All recessions change the workplace irrevocably, and this downturn is unlikely to be any different. In fact, as more and more people lose comfortable jobs and lifestyles and have to move to being self-employed or working on a contract basis to make ends meet, the very future of permanent "employment" is being questioned.
For those of us working in skilled or knowledge-based jobs, outsourcing is still something mostly synonymous with call centres in India or the Far East and, moreover, something that happens to other people.
But increasingly, as recession deepens across the globe firms are being forced to re-evaluate their costs and, once they have cut costs to bone, go back and cut a bit more still.
In this climate organisations are beginning to question whether, in the modern, wired working age where a lot of what we do does not require us physically to be under the noses of our managers, it makes financial sense to be maintaining an expensive, permanent workforce.
Organisations such as UK think-tank Career Innovation have for some time now been promoting the idea of workplace "agility", suggesting that growing numbers of us will over time be rejecting traditional careers in favour of becoming free agents.
Similarly the notion of an individuals' "NetRep" is becoming much more important, and not just in terms of ensuring those embarrassing Facebook photographs don't end up scuppering your chances of landing a dream job.
In the future, an individual's reputation, performance and reliability will be developed, promoted and possibly even judged online.
What we are moving towards, British entrepreneur Penny Power, founder of the social business network Ecademy, has argued, is organisations having a "supplier workforce" rather than one that is directly employed.
"Many companies are traditionally task-orientated and so are looking to outsource as a way to trim costs and bring in resources," she told Wayne Turmel on last week's Working Week Podcast here on Management-Issues.
"In the current climate, organisations have got to make the business lean whilst keeping valuable resources accessible to the business. And they know they can't afford the high costs of employing more people in the foreseeable future either," she added.

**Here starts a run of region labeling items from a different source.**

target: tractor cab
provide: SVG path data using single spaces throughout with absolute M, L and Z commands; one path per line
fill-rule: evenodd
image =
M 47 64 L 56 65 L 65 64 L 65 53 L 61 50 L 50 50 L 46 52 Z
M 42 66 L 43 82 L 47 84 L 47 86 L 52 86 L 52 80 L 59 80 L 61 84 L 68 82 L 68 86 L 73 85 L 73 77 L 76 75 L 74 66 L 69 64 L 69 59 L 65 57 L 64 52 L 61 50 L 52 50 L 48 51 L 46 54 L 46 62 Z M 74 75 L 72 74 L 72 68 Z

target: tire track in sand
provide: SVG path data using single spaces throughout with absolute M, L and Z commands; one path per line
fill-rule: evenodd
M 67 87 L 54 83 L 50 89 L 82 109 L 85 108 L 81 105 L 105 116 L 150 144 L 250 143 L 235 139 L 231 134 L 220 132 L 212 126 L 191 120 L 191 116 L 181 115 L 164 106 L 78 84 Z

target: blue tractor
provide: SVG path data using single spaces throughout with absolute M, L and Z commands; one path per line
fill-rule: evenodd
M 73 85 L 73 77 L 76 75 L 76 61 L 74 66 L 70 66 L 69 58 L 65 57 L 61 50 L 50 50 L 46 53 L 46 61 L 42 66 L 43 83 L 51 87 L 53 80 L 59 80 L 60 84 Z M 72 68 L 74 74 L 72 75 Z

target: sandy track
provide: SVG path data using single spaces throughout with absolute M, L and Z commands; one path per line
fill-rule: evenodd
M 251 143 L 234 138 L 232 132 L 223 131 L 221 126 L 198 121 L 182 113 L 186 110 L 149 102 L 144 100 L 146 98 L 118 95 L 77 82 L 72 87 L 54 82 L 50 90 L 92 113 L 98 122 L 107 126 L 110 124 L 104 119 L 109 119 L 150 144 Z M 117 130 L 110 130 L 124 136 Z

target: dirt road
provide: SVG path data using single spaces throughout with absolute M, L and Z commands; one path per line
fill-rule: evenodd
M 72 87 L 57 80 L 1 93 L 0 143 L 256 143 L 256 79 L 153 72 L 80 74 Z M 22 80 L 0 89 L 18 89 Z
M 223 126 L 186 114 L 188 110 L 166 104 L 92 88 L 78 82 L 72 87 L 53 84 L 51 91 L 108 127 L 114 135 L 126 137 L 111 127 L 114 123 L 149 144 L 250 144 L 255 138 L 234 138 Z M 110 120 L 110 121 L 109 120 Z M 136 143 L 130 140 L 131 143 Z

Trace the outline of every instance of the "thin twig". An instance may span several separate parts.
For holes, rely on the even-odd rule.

The notion of being able to use a workforce that does not require fixed overheads such as a regular wage, desks, chairs and computers, a pension and so on, is becoming increasingly attractive.

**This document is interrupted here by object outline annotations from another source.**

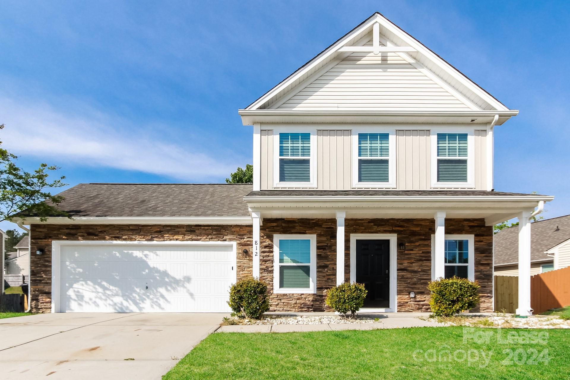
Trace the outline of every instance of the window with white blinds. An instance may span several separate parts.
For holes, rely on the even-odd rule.
[[[274,235],[274,292],[314,293],[316,235]]]
[[[388,133],[358,134],[358,182],[389,181],[390,145]]]
[[[311,181],[311,133],[279,133],[280,182]]]
[[[437,182],[467,182],[467,134],[437,134]]]

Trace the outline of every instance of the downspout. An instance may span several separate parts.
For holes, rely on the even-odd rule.
[[[28,308],[24,312],[29,313],[30,309],[32,307],[31,293],[32,293],[32,236],[30,228],[25,226],[22,224],[22,220],[16,222],[18,226],[28,233]]]

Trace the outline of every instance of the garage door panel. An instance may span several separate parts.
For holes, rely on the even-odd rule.
[[[227,312],[235,255],[227,245],[63,246],[60,309]]]

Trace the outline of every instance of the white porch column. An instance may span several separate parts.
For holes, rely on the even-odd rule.
[[[345,211],[336,211],[336,284],[344,282],[344,218]]]
[[[434,236],[434,275],[435,279],[445,277],[445,211],[437,211],[435,219],[435,235]]]
[[[531,309],[531,211],[519,214],[519,307],[516,313],[532,314]]]
[[[253,277],[259,278],[259,226],[261,221],[261,213],[259,211],[251,211],[253,219]]]

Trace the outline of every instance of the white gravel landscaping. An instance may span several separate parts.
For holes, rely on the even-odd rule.
[[[457,316],[451,318],[426,318],[425,320],[439,322],[446,326],[508,328],[519,329],[570,329],[570,320],[552,316],[530,316],[516,318],[514,314],[494,316]]]
[[[262,318],[260,320],[239,319],[230,318],[233,322],[226,324],[236,325],[320,325],[324,324],[342,323],[374,323],[380,322],[380,319],[374,320],[365,317],[353,319],[343,318],[339,316],[296,316],[287,317],[284,316],[271,316]]]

Within this, more organisations are realising that the cost of, and responsibility of, maintaining a permanent workforce is beyond their financial capabilities.
Therefore using a supplier workforce, rather than an employee workforce, will be the way to adapt into the 21st Century, Power forecast.
"One positive effect of the crunch is that people are being forced to take more responsibility for their own lives, their reputation and their work life balance. Many are finding they need to cut costs such as childcare and so working flexible hours becomes a more attractive option," she argued.
And for those who argue that such a lifestyle is inherently more precarious than being permanently employed, the almost daily announcements of redundancies and forced layoffs should be enough to provide pause for thought.
In fact, in the future, and even now, it is probably much more preferable to be a supplier of six companies than an employee of just one, Power has contended.
"With companies needing to acquire additional skills and resources without committing to high wage bills, the supplier-market is likely to boom in the coming months," she predicted.